The Report—The Rise of the South: Human Progress in a Diverse World— was launched today by UNDP Administrator Helen Clark and Mexican President Enrique Peña Nieto.

 

“The rise of the South is unprecedented in its speed and scale,” says the Report, which uses the term “South” to mean developing countries and “North” to mean developed ones. “Never in history have the living conditions and prospects of so many people changed so dramatically and so fast.

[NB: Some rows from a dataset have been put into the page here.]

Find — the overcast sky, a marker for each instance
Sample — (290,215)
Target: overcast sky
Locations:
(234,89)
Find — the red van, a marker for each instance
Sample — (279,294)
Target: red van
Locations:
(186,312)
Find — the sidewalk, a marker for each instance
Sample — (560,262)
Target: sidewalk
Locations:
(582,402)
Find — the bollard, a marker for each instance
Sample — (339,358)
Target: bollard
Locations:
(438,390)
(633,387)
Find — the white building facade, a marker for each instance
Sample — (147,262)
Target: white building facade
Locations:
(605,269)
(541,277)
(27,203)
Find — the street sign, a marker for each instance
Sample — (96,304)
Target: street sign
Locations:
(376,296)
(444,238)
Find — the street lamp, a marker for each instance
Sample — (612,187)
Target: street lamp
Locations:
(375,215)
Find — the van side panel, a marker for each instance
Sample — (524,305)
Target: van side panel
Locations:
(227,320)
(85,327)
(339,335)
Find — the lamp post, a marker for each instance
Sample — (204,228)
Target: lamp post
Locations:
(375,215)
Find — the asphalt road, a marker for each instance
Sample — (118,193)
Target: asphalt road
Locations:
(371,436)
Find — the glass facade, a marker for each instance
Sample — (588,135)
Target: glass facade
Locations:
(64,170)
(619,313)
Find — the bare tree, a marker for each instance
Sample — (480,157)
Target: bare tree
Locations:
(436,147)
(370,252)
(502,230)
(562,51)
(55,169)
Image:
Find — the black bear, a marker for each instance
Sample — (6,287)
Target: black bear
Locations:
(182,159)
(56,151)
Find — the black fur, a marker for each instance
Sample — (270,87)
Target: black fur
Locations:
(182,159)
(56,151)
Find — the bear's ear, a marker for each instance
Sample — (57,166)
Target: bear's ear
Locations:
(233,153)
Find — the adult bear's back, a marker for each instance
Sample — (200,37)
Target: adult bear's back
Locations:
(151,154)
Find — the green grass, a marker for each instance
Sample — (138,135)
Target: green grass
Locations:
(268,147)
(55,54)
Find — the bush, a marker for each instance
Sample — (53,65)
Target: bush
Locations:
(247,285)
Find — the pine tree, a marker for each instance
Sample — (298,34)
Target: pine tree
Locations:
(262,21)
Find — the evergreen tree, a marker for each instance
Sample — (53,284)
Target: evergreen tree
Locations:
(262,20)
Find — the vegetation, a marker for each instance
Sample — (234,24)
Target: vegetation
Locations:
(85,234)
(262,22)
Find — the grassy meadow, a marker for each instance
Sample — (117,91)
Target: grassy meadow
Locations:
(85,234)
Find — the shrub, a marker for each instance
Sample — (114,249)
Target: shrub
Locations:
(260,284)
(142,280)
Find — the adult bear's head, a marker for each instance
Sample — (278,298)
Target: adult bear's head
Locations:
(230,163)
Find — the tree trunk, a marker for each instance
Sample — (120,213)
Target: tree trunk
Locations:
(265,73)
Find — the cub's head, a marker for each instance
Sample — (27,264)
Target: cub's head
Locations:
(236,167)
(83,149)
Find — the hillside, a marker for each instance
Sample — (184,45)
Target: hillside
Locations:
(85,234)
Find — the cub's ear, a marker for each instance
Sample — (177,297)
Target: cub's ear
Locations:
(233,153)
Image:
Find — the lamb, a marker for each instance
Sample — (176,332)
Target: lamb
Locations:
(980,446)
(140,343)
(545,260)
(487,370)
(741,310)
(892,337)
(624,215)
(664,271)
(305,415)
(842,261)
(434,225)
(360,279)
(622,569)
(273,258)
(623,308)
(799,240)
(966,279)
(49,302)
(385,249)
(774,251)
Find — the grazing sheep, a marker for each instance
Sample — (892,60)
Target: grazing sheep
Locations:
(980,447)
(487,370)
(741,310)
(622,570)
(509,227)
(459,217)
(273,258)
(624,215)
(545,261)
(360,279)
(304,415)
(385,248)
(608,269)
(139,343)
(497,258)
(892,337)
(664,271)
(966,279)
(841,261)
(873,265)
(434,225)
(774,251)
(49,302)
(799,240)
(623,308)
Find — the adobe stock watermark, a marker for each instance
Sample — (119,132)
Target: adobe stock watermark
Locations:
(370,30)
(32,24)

The South as a whole is driving global economic growth and societal change for the first time in centuries.”

 

“The experience of many states in Eastern Europe and Central Asia in managing a rapid transition holds useful lessons for developing countries elsewhere,” explains Cihan Sultanoðlu, who heads UNDP’s Regional Bureau for Europe and the Commonwealth of Independent States. “The overall experience underscores the importance of social inclusion and a responsible role for the state.”

 

cover of the 2013 human development report - image of a compass

 

At the same time, developing countries share a host of challenges, including an aging population, the environment and social and economic inequality and will need new domestic policy initiatives as well as international action to continue their human development momentum.

 

Indeed, the Report argues that the emergence of a new South is shaking up existing global institutions, creating new ones and showing new ways that countries and regions can work together.

 

As a result, the South needs greater representation, but in reformed global institutions.

 

The emergence of the Group of 20 is an important step in this direction, but the countries of the South also need more equitable representation in the Bretton Woods institutions, the UN and other international bodies, the Report says.

 

The rise of the South should be seen as beneficial for all countries and regions, the Report concludes.

 

Human development is not a zero-sum game.

 

“The South needs the North, and increasingly the North needs the South,” the Report says. “The world is getting more connected, not less.”